At the Mouth of the Sea

by Tamara Jerée

Content Note: This story contains a brief mention of blood.

They do not call themselves mermaids, but that is what we call them. I hope the one I’ve fallen in love with will stay even though I know she won’t. None of them ever do. 

They arrive yearly on the way to their pilgrimage sites, and we know they’ve come by the way the sea beneath our small fishing boats vibrates with song. This is the first year I’ve been old enough to join the secretive courtship ritual. The village elders allow us girls to do this before we come of age, secure in the knowledge that mersong has never lured a girl away, that, ultimately, young mermaids visit our beach out of curiosity and owe devotion only to the spirit of the sea.

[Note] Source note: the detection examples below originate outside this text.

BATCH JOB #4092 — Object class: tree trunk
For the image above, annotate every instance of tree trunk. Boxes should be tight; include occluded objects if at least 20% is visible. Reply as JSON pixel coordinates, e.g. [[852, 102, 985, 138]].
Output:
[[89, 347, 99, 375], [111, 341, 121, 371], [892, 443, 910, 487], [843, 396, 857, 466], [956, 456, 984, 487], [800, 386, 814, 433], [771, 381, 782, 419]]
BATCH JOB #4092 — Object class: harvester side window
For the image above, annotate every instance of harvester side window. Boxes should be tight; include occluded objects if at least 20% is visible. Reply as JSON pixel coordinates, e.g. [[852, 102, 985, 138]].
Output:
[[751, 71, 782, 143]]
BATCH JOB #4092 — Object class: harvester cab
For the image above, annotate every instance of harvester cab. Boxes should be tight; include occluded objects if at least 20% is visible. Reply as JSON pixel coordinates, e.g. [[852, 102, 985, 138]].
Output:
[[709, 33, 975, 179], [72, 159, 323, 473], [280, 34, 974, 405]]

No mermaid has ever visited our shores twice, but that doesn’t dim the hope in the older girls’ eyes as we stand along the beach, waiting. Until they come of age, many will visit the beach hoping to see their beloved again, only to fall for the charm of another. We are all sick for their affection: the taste of the salt on their lips, their rainbow slicks of hair, the thrill of kissing someone with so many rows of sharp teeth. 

Our mothers understand the call to the sea because they have felt it themselves, never stop feeling it. Before we go to meet the mermaids for the first time, our mothers tell us stories of their lost beloveds and caress our hair and give us sad smiles even as they wish us happiness.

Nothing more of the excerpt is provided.